Glossy ou Matte Dial ?

La production a commencé en 1962 par des cadrans laqués, dits Glossy. Les “Matte Dials” ne verront leurs apparition qu’à partir de 1966. Glossy, c’est quoi nom de Zeus ? Glossy, c’est d’abord un revêtement laqué, comme si votre copine avait pris son dernier vernis bien noir avant d’en appliquer une belle couche sur le cadran. Et BIM, plus de copine. Pour compléter le cadran laqué, les écritures peuvent être dorées, le cadran devient alors Gilt.

Au cours de l’année 1966, des cadrans mat donc. Subtilité de la chronologie, en 1984, les Glossy Dials feront leur retour, mais modernité oblige, les index seront cerclés. Mais la 5513 reste coquine…

Meters first ou Feet First ?

Les premiers modèles de 5513, sortis en 1962, sont “Meters first”. Une dénomination pour un type de cadran où la ligne de profondeur possède “200m = 660ft” et pas l’inverse.

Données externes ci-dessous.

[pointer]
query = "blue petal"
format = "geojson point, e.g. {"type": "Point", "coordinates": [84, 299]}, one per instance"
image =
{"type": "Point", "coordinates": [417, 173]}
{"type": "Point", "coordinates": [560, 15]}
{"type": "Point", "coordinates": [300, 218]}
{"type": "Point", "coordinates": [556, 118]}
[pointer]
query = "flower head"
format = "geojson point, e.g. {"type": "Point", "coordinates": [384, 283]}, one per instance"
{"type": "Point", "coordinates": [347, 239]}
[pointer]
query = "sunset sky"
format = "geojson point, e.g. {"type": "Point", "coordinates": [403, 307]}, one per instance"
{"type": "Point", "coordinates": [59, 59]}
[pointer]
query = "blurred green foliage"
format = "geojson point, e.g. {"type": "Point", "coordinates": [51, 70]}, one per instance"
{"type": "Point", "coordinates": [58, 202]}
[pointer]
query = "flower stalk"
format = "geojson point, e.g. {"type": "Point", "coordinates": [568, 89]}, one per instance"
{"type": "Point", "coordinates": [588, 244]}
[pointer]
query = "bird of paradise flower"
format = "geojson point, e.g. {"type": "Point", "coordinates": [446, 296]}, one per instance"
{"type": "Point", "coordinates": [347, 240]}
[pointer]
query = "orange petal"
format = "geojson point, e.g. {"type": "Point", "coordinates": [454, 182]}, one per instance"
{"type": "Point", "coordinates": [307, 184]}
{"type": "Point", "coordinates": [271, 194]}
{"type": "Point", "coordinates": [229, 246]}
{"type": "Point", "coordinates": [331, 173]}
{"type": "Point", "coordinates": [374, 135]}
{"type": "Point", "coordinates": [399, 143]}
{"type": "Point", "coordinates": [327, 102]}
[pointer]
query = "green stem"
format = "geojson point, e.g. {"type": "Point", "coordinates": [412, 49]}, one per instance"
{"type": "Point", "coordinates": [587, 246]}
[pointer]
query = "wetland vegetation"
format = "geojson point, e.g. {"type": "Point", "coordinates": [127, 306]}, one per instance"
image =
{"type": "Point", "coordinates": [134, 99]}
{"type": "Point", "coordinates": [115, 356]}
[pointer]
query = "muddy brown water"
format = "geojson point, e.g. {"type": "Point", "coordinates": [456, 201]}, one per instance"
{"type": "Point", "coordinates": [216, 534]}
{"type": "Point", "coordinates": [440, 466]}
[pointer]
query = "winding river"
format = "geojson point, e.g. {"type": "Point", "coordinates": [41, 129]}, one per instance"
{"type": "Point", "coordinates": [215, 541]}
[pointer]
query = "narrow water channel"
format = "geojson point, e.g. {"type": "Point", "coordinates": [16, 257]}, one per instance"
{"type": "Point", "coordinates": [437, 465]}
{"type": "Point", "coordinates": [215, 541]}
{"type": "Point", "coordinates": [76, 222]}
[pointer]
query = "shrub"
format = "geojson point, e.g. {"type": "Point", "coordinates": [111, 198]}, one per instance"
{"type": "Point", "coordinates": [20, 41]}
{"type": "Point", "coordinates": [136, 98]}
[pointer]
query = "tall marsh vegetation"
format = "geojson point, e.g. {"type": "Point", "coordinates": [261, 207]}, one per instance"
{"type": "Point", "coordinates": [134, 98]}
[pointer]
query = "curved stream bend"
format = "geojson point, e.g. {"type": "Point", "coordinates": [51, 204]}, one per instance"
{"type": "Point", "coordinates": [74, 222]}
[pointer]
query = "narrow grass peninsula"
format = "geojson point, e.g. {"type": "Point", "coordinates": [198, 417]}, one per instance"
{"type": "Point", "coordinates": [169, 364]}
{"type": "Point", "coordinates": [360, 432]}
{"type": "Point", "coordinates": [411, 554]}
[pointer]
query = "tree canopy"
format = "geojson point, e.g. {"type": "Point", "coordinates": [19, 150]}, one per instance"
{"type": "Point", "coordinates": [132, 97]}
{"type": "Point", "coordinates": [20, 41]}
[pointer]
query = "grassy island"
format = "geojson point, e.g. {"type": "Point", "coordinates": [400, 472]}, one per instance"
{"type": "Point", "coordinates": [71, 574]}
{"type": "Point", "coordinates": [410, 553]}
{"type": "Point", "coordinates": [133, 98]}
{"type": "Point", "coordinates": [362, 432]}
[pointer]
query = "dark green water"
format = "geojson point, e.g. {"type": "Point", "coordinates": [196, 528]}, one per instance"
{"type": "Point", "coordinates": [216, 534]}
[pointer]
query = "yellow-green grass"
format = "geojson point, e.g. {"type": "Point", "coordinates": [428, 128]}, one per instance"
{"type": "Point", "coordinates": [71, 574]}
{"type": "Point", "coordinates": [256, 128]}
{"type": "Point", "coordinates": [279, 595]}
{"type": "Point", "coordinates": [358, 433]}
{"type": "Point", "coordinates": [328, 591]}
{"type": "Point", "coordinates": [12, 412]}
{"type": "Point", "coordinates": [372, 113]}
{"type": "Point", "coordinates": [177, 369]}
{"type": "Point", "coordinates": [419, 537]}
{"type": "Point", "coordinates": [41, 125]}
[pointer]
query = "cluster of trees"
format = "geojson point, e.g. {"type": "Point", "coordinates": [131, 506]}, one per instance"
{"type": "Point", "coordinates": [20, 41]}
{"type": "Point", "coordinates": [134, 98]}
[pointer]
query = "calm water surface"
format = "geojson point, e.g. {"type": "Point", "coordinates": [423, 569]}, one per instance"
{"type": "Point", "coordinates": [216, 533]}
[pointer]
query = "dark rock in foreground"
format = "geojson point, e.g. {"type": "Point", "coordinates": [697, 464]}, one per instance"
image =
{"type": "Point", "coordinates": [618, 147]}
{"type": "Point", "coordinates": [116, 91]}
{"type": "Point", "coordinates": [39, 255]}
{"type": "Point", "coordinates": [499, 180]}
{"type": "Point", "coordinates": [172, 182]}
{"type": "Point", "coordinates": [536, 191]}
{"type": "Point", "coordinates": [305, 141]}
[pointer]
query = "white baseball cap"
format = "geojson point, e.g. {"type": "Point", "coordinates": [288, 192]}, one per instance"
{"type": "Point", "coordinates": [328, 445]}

Les Glossy Dials auront donc cette particularité de meters first. Toujours jusqu’en 1969, les meters first seront les rois, avant qu’ils ne se partagent les cadrans avec les feet first. Au cours de l’année 1970, des changements ont lieu, et le feet first prend une place définitive. Bye Bye meters first. Très américain tout ça…

Sérif ou non-Sérif ?

Sérif, comme son nom l’indique, renvoie à la police d’écriture des lignes sur le cadran. “Avec Sérif” signifie que l’on retrouve des “empattements” aux extrémités des lettres. Les premières écritures non-sérif se trouvent aux alentours de l’année 1969. Pour faire simple, tout a commencé avec du non-sérif. Puis, autour des années 1970/1971, le sérif cohabite avec le non sérif et ce pendant quelque temps, jusqu’aux années 1975/1976, où les cadrans sérif font seuls la loi.

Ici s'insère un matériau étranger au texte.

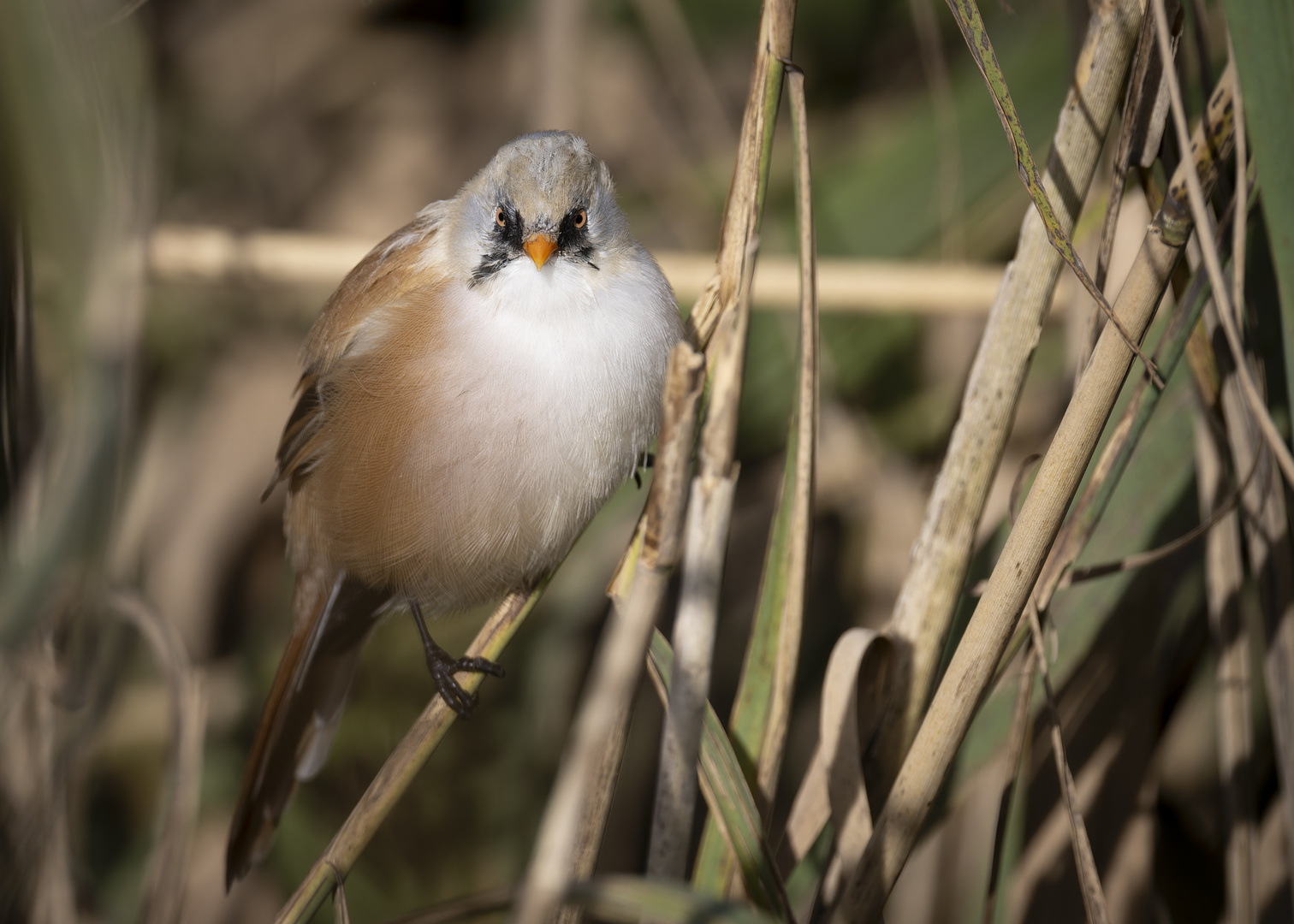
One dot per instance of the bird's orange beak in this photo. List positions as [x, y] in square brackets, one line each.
[540, 247]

Peu importe la disposition du cadran, cette 5513 est la quintessence même de la montre de l’agent britannique des années 60 et 70. Qui aurait pu imaginer une telle plongeuse au poignet d’un agent en Diner suit ? Pas grand monde avant Sean Connery en 1964 dans Goldfinger. La seule pièce qui pouvait prendre une belle légitimité au poignet d’un agent secret qui tue, étrangle, distribue des coups de poing, conduit une Aston Martin, et passe des nuits d’amour formidables avec les femmes les plus élégantes, en se réveillant comme une fleur. Quoi de plus normal.